Papa croyait que le problème était l'ennui, était parti sur un laïus parlant des possibilités de trouver du plaisir dans un tel emploi, par exemple en se liant avec les retraités par la conversation et y revenait à chaque fois que j'essayais de lui expliquer que le problème n'étais pas que je ne VOULAIS pas faire ce travail, mais que je ne POUVAIS pas.

Il n'avait pas compris que le problème n'était pas le manque d'intérêt, mais le poison que représentait la profession en soi.

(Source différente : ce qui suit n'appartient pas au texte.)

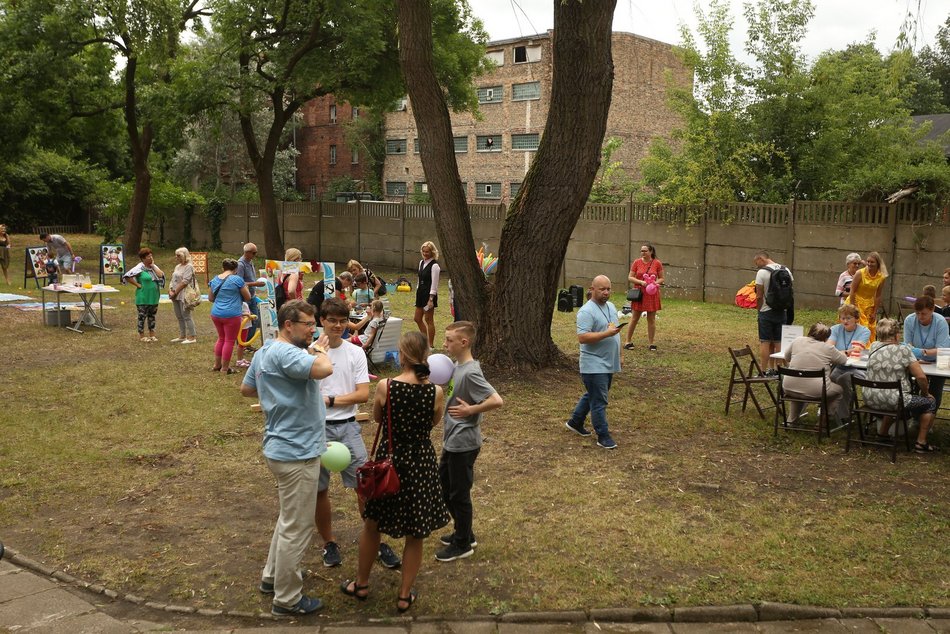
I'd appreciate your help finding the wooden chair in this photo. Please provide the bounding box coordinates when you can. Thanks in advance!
[363,319,389,374]
[726,346,778,420]
[775,368,845,442]
[845,376,910,462]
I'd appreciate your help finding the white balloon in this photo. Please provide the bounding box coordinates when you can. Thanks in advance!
[427,354,455,385]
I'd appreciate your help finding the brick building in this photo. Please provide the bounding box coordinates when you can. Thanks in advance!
[296,95,366,200]
[383,32,692,204]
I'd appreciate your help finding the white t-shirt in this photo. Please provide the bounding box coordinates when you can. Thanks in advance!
[320,340,369,420]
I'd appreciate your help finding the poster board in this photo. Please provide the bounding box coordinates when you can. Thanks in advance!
[99,244,125,284]
[23,245,55,288]
[191,251,211,286]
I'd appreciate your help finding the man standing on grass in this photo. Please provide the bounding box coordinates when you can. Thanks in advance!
[241,300,333,616]
[316,297,402,568]
[752,251,794,375]
[566,275,623,449]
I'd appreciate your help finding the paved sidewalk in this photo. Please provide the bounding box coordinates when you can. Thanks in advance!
[0,561,950,634]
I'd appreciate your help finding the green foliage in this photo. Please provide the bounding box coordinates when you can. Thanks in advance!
[635,0,950,203]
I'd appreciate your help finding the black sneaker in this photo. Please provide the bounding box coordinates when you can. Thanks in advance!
[323,542,343,568]
[379,542,402,569]
[564,421,590,438]
[439,532,478,548]
[435,544,475,561]
[270,595,323,616]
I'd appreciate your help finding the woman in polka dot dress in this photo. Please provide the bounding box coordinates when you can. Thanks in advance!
[340,332,449,612]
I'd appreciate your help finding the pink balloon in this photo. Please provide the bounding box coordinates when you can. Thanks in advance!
[426,354,455,385]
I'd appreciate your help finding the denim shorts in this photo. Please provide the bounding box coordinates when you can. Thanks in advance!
[759,310,785,341]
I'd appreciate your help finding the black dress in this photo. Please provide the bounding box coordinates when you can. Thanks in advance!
[363,379,449,539]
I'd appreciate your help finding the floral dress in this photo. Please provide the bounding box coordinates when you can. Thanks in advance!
[363,379,449,539]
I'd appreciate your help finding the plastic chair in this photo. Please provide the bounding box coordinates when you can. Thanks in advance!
[845,376,910,462]
[726,346,778,420]
[775,368,846,442]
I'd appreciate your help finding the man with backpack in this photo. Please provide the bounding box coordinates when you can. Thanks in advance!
[753,251,795,375]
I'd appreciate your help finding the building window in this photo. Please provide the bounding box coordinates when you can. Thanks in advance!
[511,134,539,151]
[475,183,501,198]
[514,46,541,64]
[478,86,505,103]
[511,81,541,101]
[386,139,406,154]
[475,134,501,152]
[386,181,406,196]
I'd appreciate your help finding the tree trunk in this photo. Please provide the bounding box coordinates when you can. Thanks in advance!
[399,0,616,369]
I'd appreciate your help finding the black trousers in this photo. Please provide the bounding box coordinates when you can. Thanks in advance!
[439,449,481,549]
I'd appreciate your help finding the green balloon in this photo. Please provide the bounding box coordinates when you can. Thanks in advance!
[320,441,353,472]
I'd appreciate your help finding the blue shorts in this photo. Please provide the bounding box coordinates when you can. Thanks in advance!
[759,310,785,341]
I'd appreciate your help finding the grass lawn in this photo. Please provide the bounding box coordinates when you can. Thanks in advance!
[0,236,950,618]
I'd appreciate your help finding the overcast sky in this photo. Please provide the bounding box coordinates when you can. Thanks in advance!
[469,0,950,59]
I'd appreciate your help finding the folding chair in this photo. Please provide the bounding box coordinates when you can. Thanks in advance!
[845,376,910,462]
[363,319,389,374]
[775,368,845,442]
[726,346,778,420]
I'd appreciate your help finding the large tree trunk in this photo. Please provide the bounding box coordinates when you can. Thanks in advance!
[399,0,486,334]
[399,0,616,369]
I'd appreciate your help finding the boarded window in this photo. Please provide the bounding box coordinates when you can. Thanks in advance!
[475,134,501,152]
[511,81,541,101]
[511,134,540,151]
[475,183,501,198]
[386,139,406,154]
[478,86,505,103]
[386,181,406,196]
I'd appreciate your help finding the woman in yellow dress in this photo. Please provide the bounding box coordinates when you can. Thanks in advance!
[848,251,887,344]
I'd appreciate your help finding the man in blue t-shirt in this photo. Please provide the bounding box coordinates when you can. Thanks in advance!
[566,275,625,449]
[241,300,333,616]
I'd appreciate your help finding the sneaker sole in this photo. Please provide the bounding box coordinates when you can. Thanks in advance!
[564,423,591,438]
[435,549,475,562]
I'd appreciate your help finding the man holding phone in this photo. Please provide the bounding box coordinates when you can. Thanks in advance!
[565,275,626,449]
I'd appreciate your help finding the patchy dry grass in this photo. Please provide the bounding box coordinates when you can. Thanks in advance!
[0,236,950,617]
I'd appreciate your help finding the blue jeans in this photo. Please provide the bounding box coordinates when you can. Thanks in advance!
[570,373,614,438]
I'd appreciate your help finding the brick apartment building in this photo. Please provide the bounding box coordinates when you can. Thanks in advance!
[383,32,692,204]
[297,31,692,204]
[296,95,374,200]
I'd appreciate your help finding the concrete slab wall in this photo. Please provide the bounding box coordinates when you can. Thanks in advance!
[160,202,950,310]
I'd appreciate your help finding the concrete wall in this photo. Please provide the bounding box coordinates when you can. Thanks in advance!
[160,202,950,309]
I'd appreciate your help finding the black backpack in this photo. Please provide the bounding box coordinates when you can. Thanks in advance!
[765,265,795,310]
[557,288,574,313]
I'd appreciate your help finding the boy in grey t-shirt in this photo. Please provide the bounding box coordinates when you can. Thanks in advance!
[435,321,504,561]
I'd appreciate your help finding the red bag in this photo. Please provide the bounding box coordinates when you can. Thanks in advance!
[356,383,399,500]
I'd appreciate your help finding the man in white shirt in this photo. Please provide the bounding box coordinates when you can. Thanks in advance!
[316,297,402,568]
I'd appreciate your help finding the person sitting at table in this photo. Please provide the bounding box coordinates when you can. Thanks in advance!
[835,253,863,304]
[782,321,850,424]
[904,295,950,409]
[353,273,376,308]
[350,299,386,348]
[863,319,943,453]
[828,304,871,418]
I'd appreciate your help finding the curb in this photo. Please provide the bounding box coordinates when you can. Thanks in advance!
[4,546,950,624]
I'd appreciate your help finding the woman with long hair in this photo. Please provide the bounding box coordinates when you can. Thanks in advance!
[340,332,449,612]
[168,247,197,343]
[848,251,887,343]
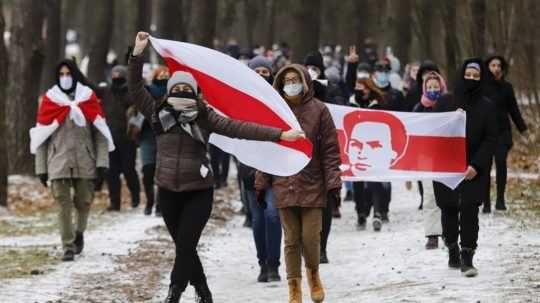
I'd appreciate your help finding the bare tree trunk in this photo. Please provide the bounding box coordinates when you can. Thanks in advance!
[265,0,277,48]
[191,0,217,47]
[6,0,44,174]
[471,0,486,56]
[415,0,435,60]
[291,0,321,62]
[157,0,185,40]
[39,0,65,92]
[88,0,114,83]
[440,0,459,88]
[244,0,259,47]
[0,1,8,206]
[394,0,412,62]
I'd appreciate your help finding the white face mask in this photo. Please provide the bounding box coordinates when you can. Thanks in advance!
[60,76,73,90]
[308,68,319,80]
[283,83,304,97]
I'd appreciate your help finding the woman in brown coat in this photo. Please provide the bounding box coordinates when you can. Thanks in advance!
[128,32,303,303]
[255,64,341,303]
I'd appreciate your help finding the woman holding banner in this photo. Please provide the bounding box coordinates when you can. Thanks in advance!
[128,32,304,303]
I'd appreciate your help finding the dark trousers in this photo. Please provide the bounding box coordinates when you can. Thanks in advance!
[210,144,231,187]
[246,189,282,267]
[159,188,214,291]
[107,141,141,210]
[142,164,159,210]
[353,182,390,218]
[321,198,334,252]
[439,202,479,249]
[484,144,512,207]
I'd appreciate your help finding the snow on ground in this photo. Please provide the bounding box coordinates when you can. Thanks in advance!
[160,184,540,303]
[0,184,540,303]
[0,210,163,303]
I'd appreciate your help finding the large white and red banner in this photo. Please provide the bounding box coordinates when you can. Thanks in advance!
[150,37,312,176]
[150,37,466,188]
[328,104,466,188]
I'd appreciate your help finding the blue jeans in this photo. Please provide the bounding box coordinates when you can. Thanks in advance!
[246,189,281,267]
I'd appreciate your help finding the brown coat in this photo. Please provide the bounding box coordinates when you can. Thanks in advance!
[255,64,341,208]
[128,57,281,192]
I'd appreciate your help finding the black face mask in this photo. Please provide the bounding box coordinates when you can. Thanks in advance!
[112,78,126,87]
[152,79,169,86]
[463,79,480,93]
[167,92,197,100]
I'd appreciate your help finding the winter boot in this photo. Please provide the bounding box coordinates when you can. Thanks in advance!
[356,215,366,230]
[461,247,478,278]
[62,249,75,262]
[288,278,302,303]
[426,236,439,249]
[447,243,461,269]
[164,284,182,303]
[268,266,281,282]
[193,280,214,303]
[73,231,84,255]
[373,215,382,231]
[482,201,491,214]
[306,268,324,303]
[257,264,268,283]
[495,201,507,211]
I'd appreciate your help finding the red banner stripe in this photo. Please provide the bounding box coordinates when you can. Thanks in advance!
[164,57,313,158]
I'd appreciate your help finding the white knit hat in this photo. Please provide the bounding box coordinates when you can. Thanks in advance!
[167,71,197,93]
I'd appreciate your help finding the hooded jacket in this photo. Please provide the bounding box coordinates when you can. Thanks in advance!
[484,56,527,146]
[434,58,497,206]
[255,64,341,208]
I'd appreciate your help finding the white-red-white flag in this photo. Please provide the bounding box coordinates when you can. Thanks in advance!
[328,105,467,189]
[150,37,312,176]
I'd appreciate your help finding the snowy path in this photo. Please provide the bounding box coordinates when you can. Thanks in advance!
[175,184,540,303]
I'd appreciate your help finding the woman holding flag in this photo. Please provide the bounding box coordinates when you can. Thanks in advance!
[128,32,304,303]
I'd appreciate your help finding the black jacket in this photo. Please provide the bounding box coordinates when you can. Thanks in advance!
[484,56,527,145]
[434,59,497,207]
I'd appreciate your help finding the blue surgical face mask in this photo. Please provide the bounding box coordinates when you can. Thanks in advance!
[375,72,390,88]
[426,90,442,101]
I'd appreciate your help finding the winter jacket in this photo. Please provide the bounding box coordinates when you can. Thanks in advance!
[255,64,341,208]
[36,104,109,180]
[434,59,497,206]
[484,56,527,145]
[128,56,282,192]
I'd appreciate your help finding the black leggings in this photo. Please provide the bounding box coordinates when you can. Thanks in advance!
[159,188,214,291]
[321,198,334,252]
[143,164,159,209]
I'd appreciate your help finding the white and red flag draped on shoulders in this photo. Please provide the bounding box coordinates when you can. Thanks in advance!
[150,37,312,176]
[30,83,115,154]
[328,105,467,188]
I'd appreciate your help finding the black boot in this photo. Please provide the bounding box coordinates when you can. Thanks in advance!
[62,250,75,262]
[356,215,366,230]
[461,247,478,278]
[447,243,461,269]
[257,265,268,283]
[426,236,439,249]
[268,266,281,282]
[319,250,330,264]
[73,232,84,255]
[164,284,182,303]
[193,281,214,303]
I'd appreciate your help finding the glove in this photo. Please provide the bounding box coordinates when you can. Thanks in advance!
[328,188,341,207]
[95,167,108,191]
[257,189,268,209]
[38,174,49,187]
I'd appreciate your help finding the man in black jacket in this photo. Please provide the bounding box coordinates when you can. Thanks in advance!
[434,58,497,277]
[482,56,527,213]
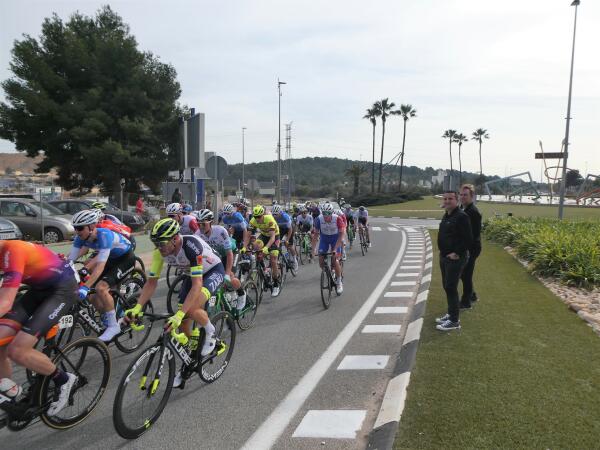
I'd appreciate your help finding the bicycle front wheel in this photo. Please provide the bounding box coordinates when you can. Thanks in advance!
[113,343,176,439]
[39,337,111,430]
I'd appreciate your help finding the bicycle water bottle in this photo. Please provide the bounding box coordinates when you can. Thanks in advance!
[0,378,23,399]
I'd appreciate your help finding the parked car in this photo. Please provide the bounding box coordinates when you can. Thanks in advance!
[49,198,145,231]
[0,218,23,240]
[0,198,75,243]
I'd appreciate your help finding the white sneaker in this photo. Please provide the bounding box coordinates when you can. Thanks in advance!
[200,334,217,356]
[235,293,246,311]
[98,325,121,342]
[46,373,77,416]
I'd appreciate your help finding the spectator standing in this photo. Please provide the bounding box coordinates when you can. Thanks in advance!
[460,184,481,309]
[436,191,473,331]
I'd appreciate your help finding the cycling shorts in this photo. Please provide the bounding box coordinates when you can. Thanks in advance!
[179,263,225,305]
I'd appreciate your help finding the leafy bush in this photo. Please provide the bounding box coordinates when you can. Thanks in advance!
[484,217,600,288]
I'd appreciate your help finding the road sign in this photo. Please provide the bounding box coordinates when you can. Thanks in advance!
[535,152,565,159]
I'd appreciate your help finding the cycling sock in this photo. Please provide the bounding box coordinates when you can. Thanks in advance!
[50,367,69,387]
[202,319,216,336]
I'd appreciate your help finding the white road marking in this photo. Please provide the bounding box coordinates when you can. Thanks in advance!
[375,306,408,314]
[242,231,406,450]
[362,325,401,333]
[337,355,390,370]
[292,410,367,438]
[383,291,412,298]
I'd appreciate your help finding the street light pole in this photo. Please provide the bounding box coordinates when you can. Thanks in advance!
[277,78,286,203]
[558,0,580,220]
[242,127,246,198]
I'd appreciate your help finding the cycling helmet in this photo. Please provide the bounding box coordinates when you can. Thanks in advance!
[196,209,215,222]
[91,202,106,211]
[72,209,102,227]
[150,216,179,242]
[321,203,333,213]
[167,203,183,215]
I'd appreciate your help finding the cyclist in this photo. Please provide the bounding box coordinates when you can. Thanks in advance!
[241,205,280,297]
[273,205,298,270]
[223,203,247,247]
[167,203,198,235]
[357,205,371,247]
[0,241,78,416]
[125,217,225,387]
[196,209,246,310]
[314,203,345,295]
[67,209,135,342]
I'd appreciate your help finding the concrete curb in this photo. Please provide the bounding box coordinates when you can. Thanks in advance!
[367,229,433,450]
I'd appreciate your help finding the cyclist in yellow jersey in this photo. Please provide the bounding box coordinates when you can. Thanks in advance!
[241,205,279,297]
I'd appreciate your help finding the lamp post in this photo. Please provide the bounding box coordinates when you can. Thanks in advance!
[277,78,287,203]
[558,0,580,219]
[242,127,246,198]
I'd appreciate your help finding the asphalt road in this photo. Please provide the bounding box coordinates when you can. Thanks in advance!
[0,219,426,449]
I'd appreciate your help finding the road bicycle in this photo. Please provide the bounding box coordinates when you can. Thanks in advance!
[113,311,236,439]
[0,322,111,431]
[319,252,344,309]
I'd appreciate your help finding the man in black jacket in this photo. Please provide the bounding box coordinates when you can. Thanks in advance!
[460,184,481,309]
[436,191,473,331]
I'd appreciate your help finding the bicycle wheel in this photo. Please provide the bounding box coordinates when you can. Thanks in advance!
[197,311,236,383]
[167,275,187,314]
[321,268,331,309]
[113,343,176,439]
[237,281,259,330]
[39,337,111,430]
[115,296,154,353]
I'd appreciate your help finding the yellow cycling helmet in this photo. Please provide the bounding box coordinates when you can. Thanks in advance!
[150,217,179,242]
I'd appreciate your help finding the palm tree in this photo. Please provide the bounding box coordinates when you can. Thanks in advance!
[471,128,490,176]
[373,98,396,192]
[363,105,379,192]
[442,129,456,185]
[453,133,469,186]
[344,164,367,196]
[392,105,417,192]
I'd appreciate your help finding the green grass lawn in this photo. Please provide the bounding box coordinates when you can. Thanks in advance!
[395,232,600,449]
[369,197,600,220]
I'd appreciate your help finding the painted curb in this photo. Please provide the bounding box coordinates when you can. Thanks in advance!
[367,228,433,450]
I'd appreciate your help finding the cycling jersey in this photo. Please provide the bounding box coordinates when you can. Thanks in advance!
[69,228,132,262]
[179,214,200,235]
[0,241,75,289]
[223,212,247,230]
[148,235,221,278]
[250,214,279,236]
[196,225,235,260]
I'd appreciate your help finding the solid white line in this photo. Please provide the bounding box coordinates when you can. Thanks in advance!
[373,372,410,428]
[242,231,406,450]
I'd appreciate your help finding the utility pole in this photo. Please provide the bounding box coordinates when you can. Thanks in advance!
[558,0,580,219]
[277,78,287,203]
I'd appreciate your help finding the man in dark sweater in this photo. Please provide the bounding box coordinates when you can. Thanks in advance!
[436,191,473,331]
[460,184,481,309]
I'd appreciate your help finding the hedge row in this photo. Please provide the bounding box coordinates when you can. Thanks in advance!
[484,217,600,288]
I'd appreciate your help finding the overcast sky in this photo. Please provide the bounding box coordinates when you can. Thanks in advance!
[0,0,600,179]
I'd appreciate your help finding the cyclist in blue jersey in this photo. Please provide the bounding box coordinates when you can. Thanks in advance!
[222,203,248,248]
[68,209,135,342]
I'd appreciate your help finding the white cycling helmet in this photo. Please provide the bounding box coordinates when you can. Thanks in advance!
[71,209,102,227]
[167,203,183,215]
[196,209,215,222]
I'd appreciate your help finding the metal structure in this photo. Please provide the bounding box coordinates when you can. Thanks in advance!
[483,172,541,200]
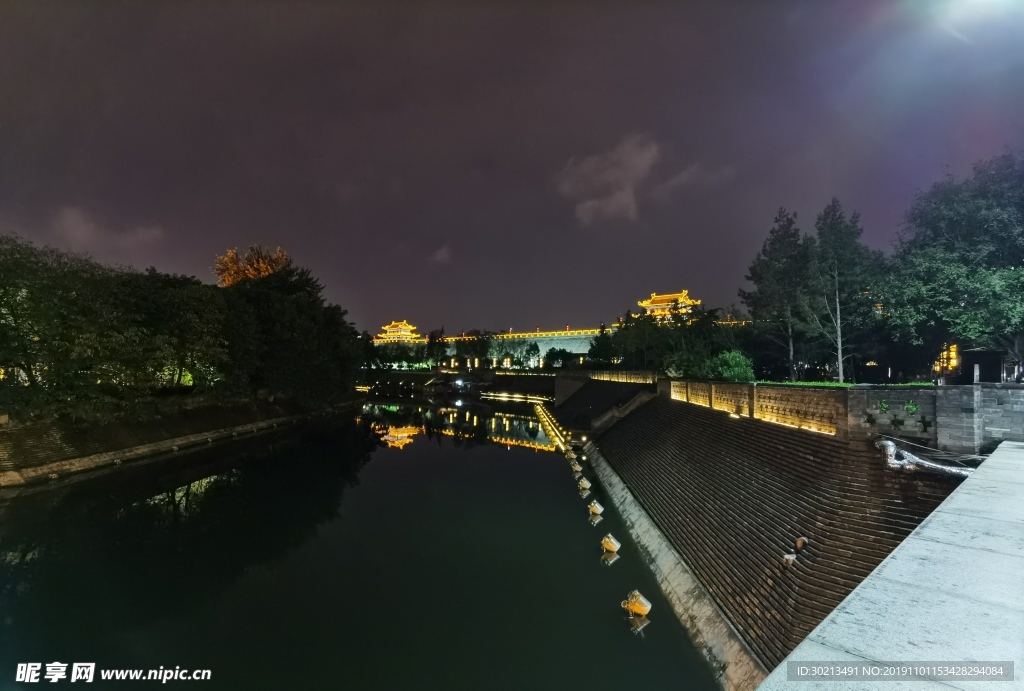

Être auxiliaire de vie demandait ce que je ne pouvais pas donner.

N'écoutant même pas les élucubrations de mon père, je m'étais allongée sur le lit en faisant craquer mes doigts comme si j'essayais de faire céder les articulations de mes phalanges. Je me mordis l'avant-bras en attendant que l'orage passe. Je me perdis donc dans un voile composé de spectres noirs et orangés, mon imagination se transformant en brouillard de plus en plus dense pour m'empêcher de perdre des neurones par les oreilles.

Cette chimérique prison de brume noire et rouge me protégea un peu du déluge de malentendus.

Je suppose qu'il peut être difficile de comprendre parfaitement de quoi je parle si je ne mets pas de dialogue, mais comme je l'avais mentionné, ce n'est pas comme si cette conversation présentait le moindre intérêt !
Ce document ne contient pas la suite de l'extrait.